Empathie en solidariteit, noodzakelijk voor het samenleven, zijn afwijkingen geworden.
Decennia vol begrip en eufemismen hebben niet geholpen. Integendeel. Al dat begrijpen en verbinden ten spijt zitten we in te veel landen opgescheept met autoritaire, ondemocratische leiders die mensenrechten lachend met de voeten treden.
Met een discours dat weinig aan de verbeelding overlaat, hebben ze de deur wijd opengegooid voor openlijke haat en geweld. Met hun doelgerichte aanvallen op de pers en de wetenschap hebben ze wantrouwen gezaaid, bemest en geoogst.
Wanneer hun aanhang de rechten van minderheden en vrouwen schenden, zwijgen ze veelzeggend.
De verdeeldheid tussen links en rechts, tussen progressief en conservatief, tussen solidariteit en eigenbelang is groter dan ooit.

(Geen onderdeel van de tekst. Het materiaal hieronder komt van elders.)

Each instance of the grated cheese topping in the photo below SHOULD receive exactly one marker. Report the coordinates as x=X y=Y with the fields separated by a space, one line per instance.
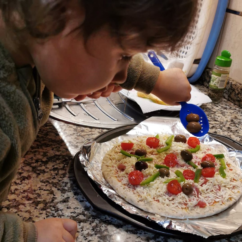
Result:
x=215 y=191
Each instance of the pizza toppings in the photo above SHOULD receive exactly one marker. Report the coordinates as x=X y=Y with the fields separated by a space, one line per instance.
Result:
x=187 y=188
x=208 y=157
x=186 y=155
x=189 y=174
x=170 y=160
x=127 y=146
x=152 y=142
x=219 y=156
x=206 y=164
x=192 y=189
x=148 y=159
x=222 y=163
x=157 y=166
x=141 y=165
x=128 y=154
x=150 y=179
x=141 y=152
x=208 y=172
x=180 y=175
x=180 y=138
x=121 y=167
x=164 y=172
x=201 y=204
x=222 y=172
x=194 y=150
x=198 y=174
x=193 y=142
x=135 y=177
x=168 y=144
x=192 y=164
x=174 y=187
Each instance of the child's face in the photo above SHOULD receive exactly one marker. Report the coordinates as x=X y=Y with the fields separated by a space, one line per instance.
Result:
x=68 y=68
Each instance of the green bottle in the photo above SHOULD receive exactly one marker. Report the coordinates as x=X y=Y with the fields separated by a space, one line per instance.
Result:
x=220 y=76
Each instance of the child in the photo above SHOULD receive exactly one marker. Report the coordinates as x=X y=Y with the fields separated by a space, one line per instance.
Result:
x=80 y=48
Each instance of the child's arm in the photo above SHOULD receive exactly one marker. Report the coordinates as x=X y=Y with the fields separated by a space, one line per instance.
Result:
x=12 y=228
x=171 y=86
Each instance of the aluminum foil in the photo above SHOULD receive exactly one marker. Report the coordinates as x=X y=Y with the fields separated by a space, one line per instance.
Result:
x=223 y=223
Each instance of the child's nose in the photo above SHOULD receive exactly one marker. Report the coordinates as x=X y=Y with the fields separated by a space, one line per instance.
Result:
x=121 y=76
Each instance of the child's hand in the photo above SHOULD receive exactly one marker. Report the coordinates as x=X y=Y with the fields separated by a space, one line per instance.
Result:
x=172 y=87
x=56 y=230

Geen enkele kiezer is het afgelopen decennium zo gehoord, gezien en gepamperd als de uiterst rechtse. Zijn stem was nooit zomaar een stem. Altijd was hij misleid, miskend en misbedeeld. Dat hij voor partijen stemde die aan zijn situatie niets verbeterden, was niet meer dan logisch, want hij was schromelijk gedesinformeerd.
Progressieve partijen schoven op naar zijn kant van het bed omdat hij klaagde over koude voeten, zodat de linkerkant van het bed half onbeslapen bleef. Mensenrechten werden in vraag gesteld, gerelativeerd en geschonden om hem te paaien.
Empathie en solidariteit, noodzakelijk voor het samenleven, zijn afwijkingen geworden omdat ze hem niet zinnen. Zijn angst leidt, stuurt, bepaalt normen, waarden en wetten.
Hoe meer we naar hem luisteren, hoe stiller het wordt aan de overkant, waar mensen wél nog geloven in sociale rechtvaardigheid en gelijkheid, in vrede en fatsoen.
Hoelang nog moeten we luisteren naar de ongerijmdheden van een groep luide, gefrustreerde mensen die wars van wetenschap, feiten en geweten onze taal, ons handelen en ons beleid naar zich toetrekken?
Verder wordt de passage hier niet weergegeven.